15Pourquoi le jeune Morin fut-il irrésistiblement attiré par le communisme ? En cherchant la réponse à cette question, l’écrivain évoque l’envie adolescente de tant d’entre eux, jeunes petits-bourgeois, de « [se] fuir et [de se] retrouver, c’est-à-dire [de] tenter de [se] libérer15 ». À plusieurs reprises, il revient sur leurs recherches de la fraternité, par exemple :

On était attirés, non par les justifications officielles du parti, mais pour des raisons souterraines, pour la vieille idée de la révolution mondiale […]. Ceci nous permettait […] d’endosser le stalinisme comme seul moyen réaliste d’accéder à la fraternité universelle16.

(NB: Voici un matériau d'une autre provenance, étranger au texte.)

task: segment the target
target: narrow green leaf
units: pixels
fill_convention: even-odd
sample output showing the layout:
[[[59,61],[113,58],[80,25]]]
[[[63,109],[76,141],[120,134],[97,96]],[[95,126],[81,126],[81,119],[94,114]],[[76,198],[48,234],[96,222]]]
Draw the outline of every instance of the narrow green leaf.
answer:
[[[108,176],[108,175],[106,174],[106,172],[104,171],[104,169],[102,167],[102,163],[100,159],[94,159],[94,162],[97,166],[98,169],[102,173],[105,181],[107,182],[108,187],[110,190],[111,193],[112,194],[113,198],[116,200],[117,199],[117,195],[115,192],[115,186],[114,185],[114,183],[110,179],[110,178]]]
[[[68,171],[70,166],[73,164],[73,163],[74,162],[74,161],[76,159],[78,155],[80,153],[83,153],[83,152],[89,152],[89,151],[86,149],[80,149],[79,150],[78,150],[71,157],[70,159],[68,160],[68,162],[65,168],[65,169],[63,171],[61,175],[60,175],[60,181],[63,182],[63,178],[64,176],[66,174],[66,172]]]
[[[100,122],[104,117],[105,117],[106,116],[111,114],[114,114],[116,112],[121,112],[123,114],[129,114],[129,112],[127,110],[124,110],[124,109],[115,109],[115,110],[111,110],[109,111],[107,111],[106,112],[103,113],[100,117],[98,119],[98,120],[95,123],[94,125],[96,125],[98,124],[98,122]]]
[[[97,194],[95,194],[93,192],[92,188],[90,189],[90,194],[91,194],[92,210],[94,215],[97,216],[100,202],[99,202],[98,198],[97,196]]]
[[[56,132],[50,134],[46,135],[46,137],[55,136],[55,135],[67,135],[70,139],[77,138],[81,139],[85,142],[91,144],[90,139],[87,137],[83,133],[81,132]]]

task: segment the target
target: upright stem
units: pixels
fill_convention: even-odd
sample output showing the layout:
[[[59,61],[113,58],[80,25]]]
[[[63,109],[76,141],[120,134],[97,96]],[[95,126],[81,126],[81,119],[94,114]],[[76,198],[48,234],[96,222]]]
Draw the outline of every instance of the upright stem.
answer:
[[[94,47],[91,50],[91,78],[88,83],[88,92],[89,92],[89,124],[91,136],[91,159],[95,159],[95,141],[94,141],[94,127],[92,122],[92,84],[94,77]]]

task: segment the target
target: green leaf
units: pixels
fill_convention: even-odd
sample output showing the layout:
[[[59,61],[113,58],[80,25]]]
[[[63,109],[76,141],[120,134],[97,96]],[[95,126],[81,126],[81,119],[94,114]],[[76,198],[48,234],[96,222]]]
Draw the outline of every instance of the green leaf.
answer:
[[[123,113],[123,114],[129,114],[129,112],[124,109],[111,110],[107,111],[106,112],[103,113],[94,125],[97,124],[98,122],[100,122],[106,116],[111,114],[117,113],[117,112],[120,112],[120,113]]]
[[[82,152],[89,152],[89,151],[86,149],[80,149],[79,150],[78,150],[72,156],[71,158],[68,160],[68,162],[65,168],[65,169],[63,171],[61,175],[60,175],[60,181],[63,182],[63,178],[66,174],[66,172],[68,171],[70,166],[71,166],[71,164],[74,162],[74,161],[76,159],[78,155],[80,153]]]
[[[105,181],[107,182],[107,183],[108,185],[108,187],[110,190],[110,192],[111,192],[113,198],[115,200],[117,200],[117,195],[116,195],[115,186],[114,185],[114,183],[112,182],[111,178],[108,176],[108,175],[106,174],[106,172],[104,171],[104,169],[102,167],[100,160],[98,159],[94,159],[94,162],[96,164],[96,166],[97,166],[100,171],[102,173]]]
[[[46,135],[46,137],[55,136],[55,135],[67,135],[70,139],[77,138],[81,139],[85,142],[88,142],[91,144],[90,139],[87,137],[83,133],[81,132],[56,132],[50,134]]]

16L’écrivain évoque la soif d’aventure illégale incarnée par le communisme : « J’étais un de ces adolescents pour qui devenir communiste signifie en même temps devenir homme. L’entrée au parti se confondait pour moi avec l’initiation virile, le risque de mort, l’engagement dans la vie authentique17. » Morin prétend avoir pris conscience de tous les sujets controversés du communisme : la question de la discipline, l’absence de démocratie et d’autonomie de la conscience individuelle, la cruauté, les outrages, les exclusions, les procès, les liquidations, et en même temps il reconnaît que « les crimes du stalinisme se dissipaient dans les gigantesques massacres de la guerre18 ». À l’époque, Morin excusait tous ces crimes parce qu’il pensait que le stalinisme transformerait ce monde violent. C’est la bataille de Stalingrad qui a balayé tous les critiques, doutes, réticences idéologiques : « Staline s’identifiait à la ville de son nom, celle-ci à l’usine “Octobre rouge” avec ses ouvriers en armes, l’usine à la révolution d’Octobre 1917, et tout cela à la liberté du monde, à la victoire enfin en vue, à tous nos espoirs, à l’avenir radieux19. » Morin conclut que dans les conditions de la vraie guerre, totale et mondiale, il était venu dans les rangs du PCF parce que « [s]eul le communisme stalinien était l’antidote au fascisme. Le conflit véritable était celui qui opposait les deux titans du siècle20 ».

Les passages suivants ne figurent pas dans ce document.